Donnan Volumes

How to take Donnan volumes into account in clay systems.

The adsorption models for clay and organic matter surfaces contain a so called “Donnan layer”. The volumes of these Donnan layers are calculated and used for bookkeeping of the amount chemical substances they contain. However, these Donnan volumes are not taken into account int (subtracted from) the total volume of the (pore) solution.

There are a number of reasons for this:

  • Taking volumes explicitly into account is not straightforward in most chemical speciation models as Donnan volumes depend on chemical composition of the pore solution, and vice versa.
    This implies that it is necessary to solve an extra equation, (or use simplified calculations that calculate volumes from ionic strength)
  • Model calculations from which available sorption parameters were derived generally did not treat these Donnan layers explicitly.
  • The “error” made by this simplification is usually small, as Donnan layers usually only take up a small percentage of total solution volume, especially in batch sorption experiments.

However, for systems with low liquid solid ratios and large surface areas per liter pore solution (e.g. clays)
the volumes of Donnan layers can take up a significant fraction of the pore space.

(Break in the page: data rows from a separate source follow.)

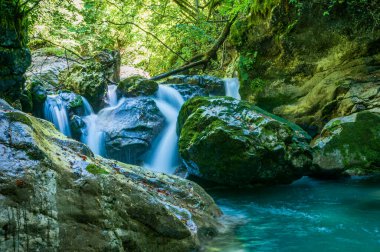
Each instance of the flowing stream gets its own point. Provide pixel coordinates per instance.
(55, 112)
(164, 154)
(94, 136)
(308, 215)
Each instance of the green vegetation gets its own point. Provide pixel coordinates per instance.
(96, 170)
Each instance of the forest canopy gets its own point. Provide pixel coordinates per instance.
(154, 35)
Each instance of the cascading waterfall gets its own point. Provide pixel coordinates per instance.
(55, 111)
(164, 155)
(94, 136)
(111, 95)
(231, 86)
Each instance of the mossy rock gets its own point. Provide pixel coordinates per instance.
(287, 70)
(56, 176)
(87, 80)
(349, 144)
(232, 142)
(96, 170)
(136, 86)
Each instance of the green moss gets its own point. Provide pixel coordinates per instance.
(53, 51)
(17, 116)
(96, 170)
(358, 142)
(263, 7)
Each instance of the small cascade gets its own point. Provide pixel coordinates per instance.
(231, 86)
(55, 111)
(111, 95)
(164, 156)
(87, 107)
(93, 136)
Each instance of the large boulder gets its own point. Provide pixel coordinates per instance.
(56, 196)
(88, 80)
(47, 64)
(136, 86)
(188, 91)
(135, 124)
(111, 63)
(232, 142)
(349, 144)
(310, 61)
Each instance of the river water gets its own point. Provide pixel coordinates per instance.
(308, 215)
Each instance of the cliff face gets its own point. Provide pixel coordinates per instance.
(310, 61)
(14, 56)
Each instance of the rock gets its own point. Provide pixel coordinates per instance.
(136, 86)
(57, 196)
(110, 61)
(189, 91)
(232, 142)
(135, 124)
(210, 85)
(14, 56)
(77, 126)
(87, 80)
(349, 144)
(309, 79)
(128, 71)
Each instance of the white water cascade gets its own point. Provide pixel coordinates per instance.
(231, 86)
(164, 155)
(111, 95)
(94, 136)
(55, 112)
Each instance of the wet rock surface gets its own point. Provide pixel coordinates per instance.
(136, 86)
(208, 85)
(135, 124)
(349, 144)
(231, 142)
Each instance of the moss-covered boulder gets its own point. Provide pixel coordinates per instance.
(57, 196)
(87, 80)
(14, 56)
(209, 84)
(349, 144)
(232, 142)
(309, 61)
(136, 86)
(136, 122)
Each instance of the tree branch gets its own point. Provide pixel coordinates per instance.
(149, 33)
(204, 58)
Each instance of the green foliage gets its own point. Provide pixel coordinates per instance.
(257, 84)
(96, 170)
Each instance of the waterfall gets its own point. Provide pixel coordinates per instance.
(231, 86)
(164, 155)
(94, 136)
(111, 95)
(87, 107)
(55, 111)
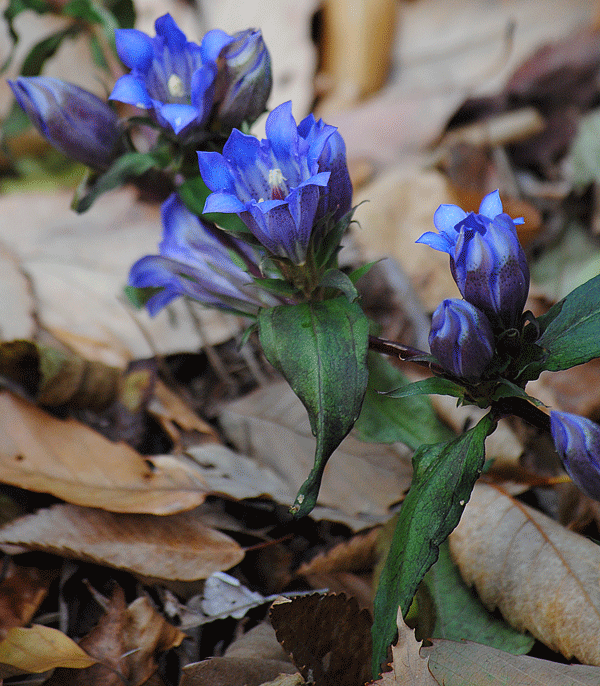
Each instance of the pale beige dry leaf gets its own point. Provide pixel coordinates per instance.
(409, 667)
(177, 547)
(542, 577)
(466, 663)
(40, 648)
(361, 480)
(75, 463)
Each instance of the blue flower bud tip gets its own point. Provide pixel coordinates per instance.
(182, 83)
(461, 338)
(486, 258)
(577, 441)
(75, 121)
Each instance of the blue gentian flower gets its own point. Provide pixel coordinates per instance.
(244, 80)
(170, 77)
(75, 121)
(196, 260)
(486, 258)
(577, 441)
(281, 186)
(461, 338)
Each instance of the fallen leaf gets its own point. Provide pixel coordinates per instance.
(409, 667)
(327, 637)
(264, 421)
(71, 461)
(466, 663)
(542, 577)
(40, 648)
(234, 671)
(22, 590)
(126, 642)
(177, 547)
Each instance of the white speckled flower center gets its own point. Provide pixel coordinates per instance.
(175, 86)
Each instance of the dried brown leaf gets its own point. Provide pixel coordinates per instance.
(22, 591)
(355, 555)
(327, 637)
(466, 663)
(234, 671)
(41, 648)
(542, 577)
(409, 667)
(71, 461)
(177, 547)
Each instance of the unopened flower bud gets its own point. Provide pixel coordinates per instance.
(75, 121)
(577, 441)
(244, 80)
(486, 258)
(461, 338)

In ORCHESTRA it is relatively straightforward to take these volumes correctly into account.

This can be done as follows:

1) Make sure that the chemical system contains a “liter” phase to which all solution, colloidal, solid phases e.a. are linked as daughter phases.

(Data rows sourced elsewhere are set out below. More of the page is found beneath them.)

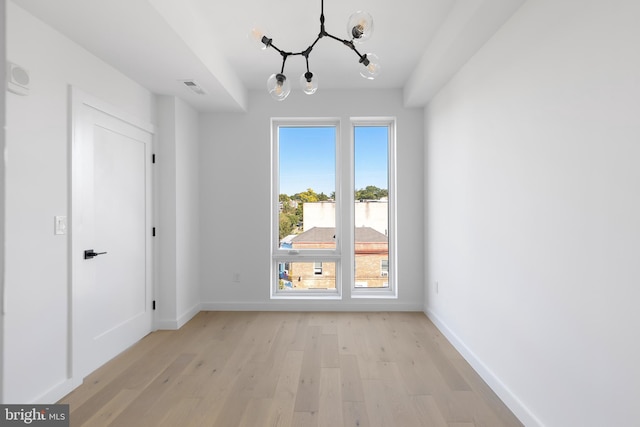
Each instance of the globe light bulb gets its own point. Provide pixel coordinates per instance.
(308, 83)
(371, 68)
(360, 26)
(278, 86)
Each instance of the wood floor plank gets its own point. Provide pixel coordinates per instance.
(307, 395)
(284, 369)
(330, 398)
(354, 414)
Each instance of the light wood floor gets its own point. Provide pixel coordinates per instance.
(260, 369)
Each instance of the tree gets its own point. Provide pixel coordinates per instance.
(287, 223)
(308, 196)
(371, 192)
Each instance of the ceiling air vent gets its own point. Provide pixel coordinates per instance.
(195, 87)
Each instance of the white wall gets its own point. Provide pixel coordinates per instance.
(36, 333)
(533, 210)
(235, 171)
(178, 279)
(3, 47)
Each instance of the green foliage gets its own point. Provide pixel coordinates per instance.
(371, 192)
(288, 223)
(308, 196)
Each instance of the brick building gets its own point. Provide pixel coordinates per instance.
(371, 259)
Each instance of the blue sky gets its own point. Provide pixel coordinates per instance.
(307, 158)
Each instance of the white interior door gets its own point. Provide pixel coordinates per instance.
(111, 257)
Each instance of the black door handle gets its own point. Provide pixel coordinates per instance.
(89, 254)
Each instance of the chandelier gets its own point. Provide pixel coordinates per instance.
(359, 28)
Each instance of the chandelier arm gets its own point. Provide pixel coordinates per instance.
(284, 60)
(349, 44)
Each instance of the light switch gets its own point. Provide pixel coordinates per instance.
(60, 225)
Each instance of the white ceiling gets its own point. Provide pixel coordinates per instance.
(158, 43)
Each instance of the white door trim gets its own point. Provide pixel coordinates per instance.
(80, 100)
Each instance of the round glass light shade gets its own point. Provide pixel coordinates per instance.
(278, 86)
(372, 69)
(360, 26)
(256, 35)
(309, 85)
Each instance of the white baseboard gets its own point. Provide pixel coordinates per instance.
(305, 305)
(512, 401)
(175, 324)
(56, 393)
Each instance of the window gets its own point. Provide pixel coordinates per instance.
(310, 181)
(373, 209)
(384, 268)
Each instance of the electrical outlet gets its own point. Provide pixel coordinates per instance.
(60, 225)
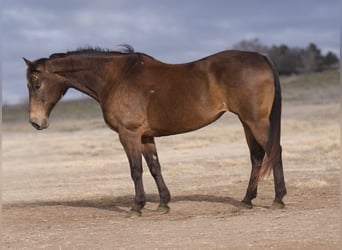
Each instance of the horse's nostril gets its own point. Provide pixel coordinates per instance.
(35, 125)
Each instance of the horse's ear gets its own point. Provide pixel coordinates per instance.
(28, 62)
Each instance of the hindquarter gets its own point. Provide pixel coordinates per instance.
(247, 82)
(183, 102)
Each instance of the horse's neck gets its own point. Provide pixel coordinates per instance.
(82, 74)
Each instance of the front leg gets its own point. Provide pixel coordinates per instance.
(131, 141)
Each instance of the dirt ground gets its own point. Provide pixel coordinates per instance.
(69, 187)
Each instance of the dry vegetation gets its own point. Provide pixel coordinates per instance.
(69, 187)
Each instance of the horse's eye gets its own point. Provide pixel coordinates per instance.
(34, 77)
(36, 86)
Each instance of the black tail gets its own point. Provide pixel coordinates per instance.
(273, 149)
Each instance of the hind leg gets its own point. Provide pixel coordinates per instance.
(279, 184)
(150, 154)
(257, 154)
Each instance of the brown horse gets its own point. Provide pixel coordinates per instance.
(142, 98)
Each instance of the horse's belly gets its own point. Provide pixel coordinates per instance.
(176, 119)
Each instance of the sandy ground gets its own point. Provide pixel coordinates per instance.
(69, 187)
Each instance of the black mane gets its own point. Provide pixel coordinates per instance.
(88, 51)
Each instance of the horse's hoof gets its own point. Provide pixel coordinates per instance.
(246, 204)
(163, 209)
(278, 205)
(133, 214)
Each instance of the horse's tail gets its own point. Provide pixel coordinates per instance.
(273, 148)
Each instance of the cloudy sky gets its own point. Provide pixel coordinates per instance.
(173, 31)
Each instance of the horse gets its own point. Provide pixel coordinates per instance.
(142, 98)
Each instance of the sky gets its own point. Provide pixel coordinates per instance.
(172, 31)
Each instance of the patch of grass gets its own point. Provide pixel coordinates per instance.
(321, 87)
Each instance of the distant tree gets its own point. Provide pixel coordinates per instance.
(292, 60)
(329, 60)
(287, 60)
(251, 45)
(311, 58)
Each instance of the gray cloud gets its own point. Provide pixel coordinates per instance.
(172, 31)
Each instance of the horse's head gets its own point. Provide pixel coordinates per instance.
(45, 90)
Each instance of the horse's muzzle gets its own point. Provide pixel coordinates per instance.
(39, 125)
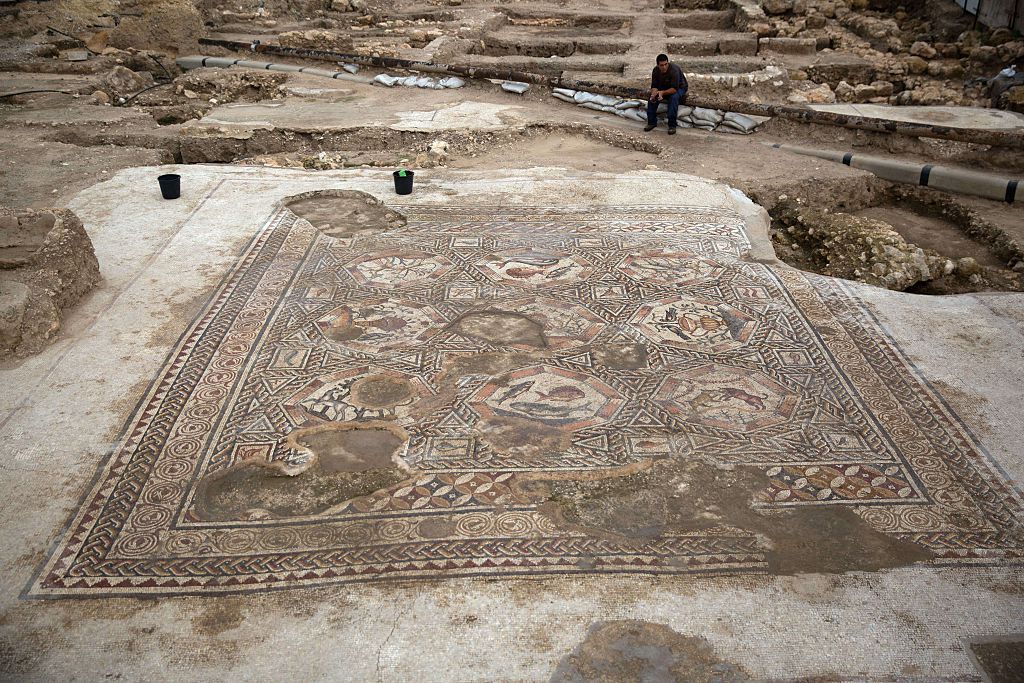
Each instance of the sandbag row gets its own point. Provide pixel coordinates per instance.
(688, 117)
(420, 82)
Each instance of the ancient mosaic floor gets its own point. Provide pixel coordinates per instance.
(361, 404)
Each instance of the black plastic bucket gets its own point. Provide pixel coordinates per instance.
(170, 185)
(403, 184)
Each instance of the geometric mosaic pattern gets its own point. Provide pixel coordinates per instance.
(744, 364)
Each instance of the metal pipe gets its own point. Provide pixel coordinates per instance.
(1003, 138)
(945, 178)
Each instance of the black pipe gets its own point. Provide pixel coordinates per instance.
(1007, 138)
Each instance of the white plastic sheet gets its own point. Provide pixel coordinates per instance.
(513, 86)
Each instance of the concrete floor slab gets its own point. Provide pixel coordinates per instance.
(162, 260)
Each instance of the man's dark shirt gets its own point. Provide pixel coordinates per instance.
(672, 78)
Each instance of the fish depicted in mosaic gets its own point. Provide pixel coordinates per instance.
(523, 273)
(387, 324)
(563, 393)
(539, 410)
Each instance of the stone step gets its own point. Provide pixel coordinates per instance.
(705, 44)
(546, 66)
(505, 43)
(700, 19)
(788, 45)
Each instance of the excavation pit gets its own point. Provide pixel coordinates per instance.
(903, 239)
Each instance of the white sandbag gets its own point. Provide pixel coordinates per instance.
(711, 116)
(740, 122)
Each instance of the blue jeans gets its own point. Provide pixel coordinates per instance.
(673, 102)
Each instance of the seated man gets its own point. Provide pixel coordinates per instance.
(667, 85)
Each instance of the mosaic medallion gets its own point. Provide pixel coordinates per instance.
(727, 397)
(534, 267)
(550, 395)
(694, 324)
(392, 404)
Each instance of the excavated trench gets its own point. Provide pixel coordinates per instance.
(901, 238)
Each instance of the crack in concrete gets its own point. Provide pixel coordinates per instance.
(394, 627)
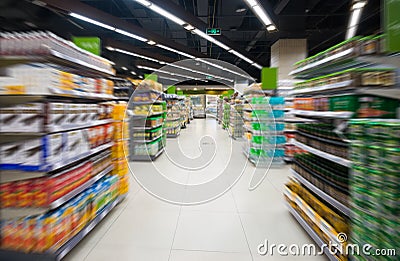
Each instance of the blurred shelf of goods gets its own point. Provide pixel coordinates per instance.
(62, 163)
(148, 115)
(346, 171)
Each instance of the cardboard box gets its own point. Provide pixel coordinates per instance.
(10, 155)
(56, 116)
(34, 155)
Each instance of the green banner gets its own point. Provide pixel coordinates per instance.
(392, 25)
(171, 90)
(269, 78)
(90, 44)
(153, 77)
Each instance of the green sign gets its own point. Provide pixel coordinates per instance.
(171, 90)
(90, 44)
(153, 77)
(213, 31)
(392, 25)
(269, 78)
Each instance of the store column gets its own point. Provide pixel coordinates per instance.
(284, 53)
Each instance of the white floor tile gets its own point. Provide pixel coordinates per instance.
(145, 228)
(183, 255)
(140, 228)
(210, 232)
(127, 252)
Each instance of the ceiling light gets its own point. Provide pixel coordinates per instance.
(257, 65)
(241, 56)
(144, 2)
(89, 20)
(271, 28)
(251, 3)
(134, 36)
(167, 14)
(260, 12)
(359, 5)
(175, 51)
(189, 27)
(136, 55)
(168, 78)
(211, 39)
(240, 10)
(355, 16)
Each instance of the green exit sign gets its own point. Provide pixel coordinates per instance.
(214, 31)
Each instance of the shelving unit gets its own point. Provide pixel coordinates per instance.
(263, 123)
(175, 117)
(67, 163)
(327, 79)
(147, 125)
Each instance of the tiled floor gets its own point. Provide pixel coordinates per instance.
(229, 228)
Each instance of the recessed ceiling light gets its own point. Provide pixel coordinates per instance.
(240, 10)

This ensures that the “liter” phase contains the accumulated sum of chemical components in all these daughter phases, including all Donnan layers.
For each primary entity name, the variable <name>.liter thus contains the total concentration in mol/l per liter summed over  of all solution, donnan and sorption phases.

 

2) Define a variable “freevolume” that represents the volume of free pore water (liter free pore water solution per liter of total pore volume):

 @Var: freevolume 1.0 // default value is 1.0

 

3) Use this variable in the link that connects the solution with the liter phase instead of the default number 1.

@phase(solution)
@link_phase(solution, liter, "freevolume")

we can now vary the amount of freevolume per liter pore volume.

 

4) Introduce a dummy species “dvol” with charge 0 and fixed/given concentration of 1/mol


@species(dvol, 0)
@primary_entity(dvol, 0.0)

This dummy species just makes use of the automatic standard phase hierarchy and is used for adding up the volumes of free water and Donnan volumes. It does not interfere with the rest of the chemical system, as it has no chemical reactions defined, but it will act as a tracer chemical that freely distributes over free pore solution and donnan volumes with equal concentrations of 1 mol/l everywhere. As a result the total amount of this tracer in dvol.liter will be equal to the total volume of Donnan volumes plus free pore water volume.

 

5) Introduce an extra equation in the chemistry file that solves the unknown freevolume variable, to agree with the given dvol.liter = 1.

@Uneq2: unknown:(name:, freevolume,  delta:, 1e-3, type:, lin, step: , .1) equation:(name:, dvol.liter, tol: , 1e-6)

Now we are going to iteratively solve the free pore water volume to agree with a given total amount of dvol per liter of 1.

Note that we have to give the value of dvol.liter (1) as input for these calculations.